L’annonce de ce rétablissement de l’impôt provoque à Paris une émeute soudaine : les artisans, les maîtres de métiers, mais aussi les marginaux de toutes sortes se ruent à l’Hôtel de Ville et s’emparent de 2 000 maillets de plomb entreposés là par le prévôt des marchands qui craignait quelque attaque anglaise ! Ils se répandent dans la ville, y cherchent les Juifs dont seize sont tués, les collecteurs d’impôts sont sommés de donner leurs registres bientôt brûlés. Les maillotins – appelés ainsi à cause des maillets de plomb – sont maîtres de la capitale à midi. Ils tendent des chaînes à travers les rues et ferment les portes de la ville. Charles VI reçoit une délégation de bourgeois inquiets qui exigent la suppression de l’impôt et l’amnistie pour ceux qui ont commis des crimes ; le roi refuse. La révolte explose : les portes des prisons sont brisées, les prisonniers libérés. Finalement, le roi accepte d’abolir l’impôt, et ne fait exécuter que douze meneurs…

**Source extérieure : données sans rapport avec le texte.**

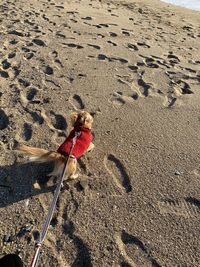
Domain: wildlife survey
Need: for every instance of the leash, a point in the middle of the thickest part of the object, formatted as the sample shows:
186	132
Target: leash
34	262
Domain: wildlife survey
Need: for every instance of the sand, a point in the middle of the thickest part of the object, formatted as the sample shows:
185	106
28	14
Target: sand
135	65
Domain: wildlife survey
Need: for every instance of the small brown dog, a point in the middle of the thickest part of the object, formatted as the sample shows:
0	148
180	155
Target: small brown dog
82	124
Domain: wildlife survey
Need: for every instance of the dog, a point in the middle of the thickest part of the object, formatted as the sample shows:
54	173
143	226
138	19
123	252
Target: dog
82	127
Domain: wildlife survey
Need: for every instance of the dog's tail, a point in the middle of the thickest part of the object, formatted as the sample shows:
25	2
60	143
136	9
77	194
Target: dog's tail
38	154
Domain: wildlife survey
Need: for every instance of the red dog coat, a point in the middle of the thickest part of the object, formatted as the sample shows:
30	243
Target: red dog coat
82	142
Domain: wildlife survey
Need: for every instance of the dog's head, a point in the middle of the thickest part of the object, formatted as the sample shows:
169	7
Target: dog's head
82	118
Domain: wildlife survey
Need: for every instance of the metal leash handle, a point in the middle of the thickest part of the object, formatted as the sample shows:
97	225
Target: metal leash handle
47	222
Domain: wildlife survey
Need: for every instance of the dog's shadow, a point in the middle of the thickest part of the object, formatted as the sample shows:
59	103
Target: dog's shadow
17	181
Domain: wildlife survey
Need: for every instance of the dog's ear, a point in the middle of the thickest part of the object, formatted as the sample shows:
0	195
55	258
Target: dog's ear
73	117
88	121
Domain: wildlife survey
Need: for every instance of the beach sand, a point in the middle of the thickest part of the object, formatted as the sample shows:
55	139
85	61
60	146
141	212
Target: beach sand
135	65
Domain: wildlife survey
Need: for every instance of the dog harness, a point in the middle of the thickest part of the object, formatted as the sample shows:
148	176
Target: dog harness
82	142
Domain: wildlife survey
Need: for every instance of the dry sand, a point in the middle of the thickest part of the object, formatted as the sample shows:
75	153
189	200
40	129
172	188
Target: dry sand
136	66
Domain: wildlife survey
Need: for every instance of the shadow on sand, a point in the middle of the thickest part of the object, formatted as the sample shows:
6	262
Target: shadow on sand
16	181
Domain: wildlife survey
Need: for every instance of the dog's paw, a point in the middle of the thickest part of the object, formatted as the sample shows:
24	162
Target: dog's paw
73	176
15	145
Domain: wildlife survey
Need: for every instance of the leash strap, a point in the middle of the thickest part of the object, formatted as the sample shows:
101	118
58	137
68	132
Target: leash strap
47	222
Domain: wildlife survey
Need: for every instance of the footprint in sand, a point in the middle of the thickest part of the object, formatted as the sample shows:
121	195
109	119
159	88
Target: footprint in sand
58	121
111	59
118	172
188	207
72	45
94	46
112	43
132	47
77	102
134	251
27	131
119	98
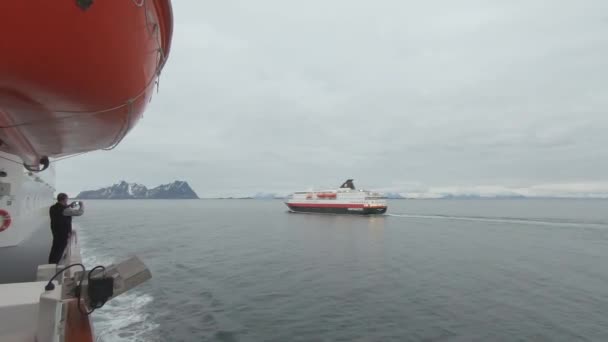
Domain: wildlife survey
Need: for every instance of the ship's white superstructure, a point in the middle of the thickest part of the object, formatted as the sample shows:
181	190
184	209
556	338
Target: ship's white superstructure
344	200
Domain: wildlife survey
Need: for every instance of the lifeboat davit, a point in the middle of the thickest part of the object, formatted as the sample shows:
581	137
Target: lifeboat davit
76	75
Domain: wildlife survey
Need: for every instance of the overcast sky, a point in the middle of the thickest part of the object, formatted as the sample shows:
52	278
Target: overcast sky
281	95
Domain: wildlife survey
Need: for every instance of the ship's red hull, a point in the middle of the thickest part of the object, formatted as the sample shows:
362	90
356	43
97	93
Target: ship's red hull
75	80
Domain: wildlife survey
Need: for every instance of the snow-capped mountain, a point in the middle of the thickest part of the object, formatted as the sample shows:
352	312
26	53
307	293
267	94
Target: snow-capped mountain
124	190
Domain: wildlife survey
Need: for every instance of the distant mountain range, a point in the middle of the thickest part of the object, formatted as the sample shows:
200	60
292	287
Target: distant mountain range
124	190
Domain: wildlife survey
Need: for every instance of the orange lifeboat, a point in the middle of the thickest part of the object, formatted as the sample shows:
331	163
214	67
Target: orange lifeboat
76	75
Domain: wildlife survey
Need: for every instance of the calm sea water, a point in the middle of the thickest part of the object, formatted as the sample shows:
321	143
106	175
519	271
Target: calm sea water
432	270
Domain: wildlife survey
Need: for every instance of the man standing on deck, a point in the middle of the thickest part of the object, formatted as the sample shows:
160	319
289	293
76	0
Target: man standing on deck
61	225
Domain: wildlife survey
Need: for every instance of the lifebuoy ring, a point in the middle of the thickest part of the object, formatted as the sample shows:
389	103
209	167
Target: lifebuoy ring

En réalité, si les caisses du royaume sont vides en si peu de temps, c’est parce que les oncles de Charles VI y puisent à pleines mains pour leurs besoins personnels. Et s’ils veulent lever de nouveaux impôts, c’est aussi pour leurs intérêts privés :
Ces trois pompes à finances ont donc mis à sec le trésor lorsque les maillotins se révoltent.

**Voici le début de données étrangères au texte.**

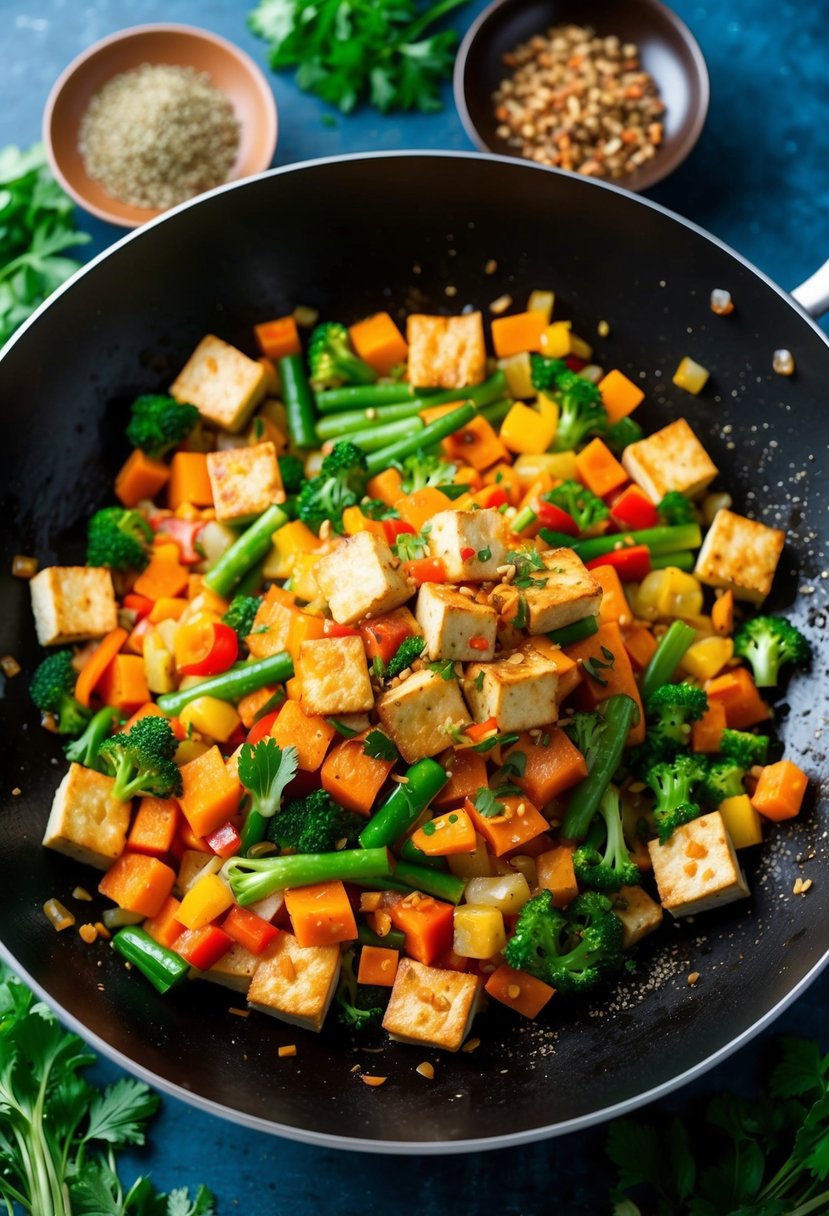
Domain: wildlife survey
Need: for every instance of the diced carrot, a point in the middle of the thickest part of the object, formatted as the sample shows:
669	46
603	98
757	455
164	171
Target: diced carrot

À cette révolte des maillotins s’adjoint celle de villes importantes que les trois frères veulent assujettir à l’impôt : Compiègne, Saint-Quentin, etc. S’y ajoutent la Normandie, la Flandre. Le premier temps est celui du pardon relatif pour les maillotins et les autres mécontents. Mais le second temps est celui de la répression. Elle est féroce : à Rouen, on décapite les six meneurs, leurs têtes sont suspendues aux portes de la ville. Une amende ruineuse devra être versée au trésor du royaume.
La répression s’étend à la Flandre : le 27 novembre 1382, 40 000 Flamands sont vaincus à Roosebeke par une armée de 40 000 Français sous les ordres du connétable Olivier IV de Clisson, chef des armées. On compte 20 000 victimes dont Artevelde, le chef des Flamands, tombé un des premiers, et qui voulait faire alliance avec les Anglais, afin d’éviter l’écrasante imposition française. Son cadavre est pendu. Dans toutes les villes qui s’étaient révoltées, on pend, on décapite, on descend les cloches des beffrois. À Paris, la répression est terrible : la hache s’abat des dizaines de fois sur le billot pour exécuter des bourgeois trop hardis lors de la révolte maillotine. Un tel traitement de choc permet de rétablir l’imposition : taxes sur les transactions, sur le sel, les boissons… Et les trois frères peuvent s’emplir les poches et rêver de conquêtes de toutes sortes.
Le jeune roi Charles VI a atteint l’âge du mariage. Ses oncles vont lui offrir une jolie Bavaroise.
Charles V l’avait recommandé à ses frères en mourant : il faudra marier Charles VI, son fils, à une Allemande parce que le roi d’Angleterre est lui-même marié à une Allemande. Ainsi l’équilibre d’influences sera établi ! Les trois frères accomplissent la volonté de Charles V et cherchent en Bavière la jeune fille idéale qui pourra plaire au jeune roi – s’il ne la trouve pas à son goût, il peut la renvoyer dans ses foyers ! C’est donc un grand suspense qui plane dans le palais épiscopal d’Amiens, le vendredi 14 juillet 1385 au matin, car Charles VI, seize ans et demi, va rencontrer pour la première fois Isabeau de Bavière ; quinze ans, fille du duc Étienne de Bavière et de Tadea Visconti, une princesse milanaise. Isabeau a été vêtue et parée à la mode de la cour de France.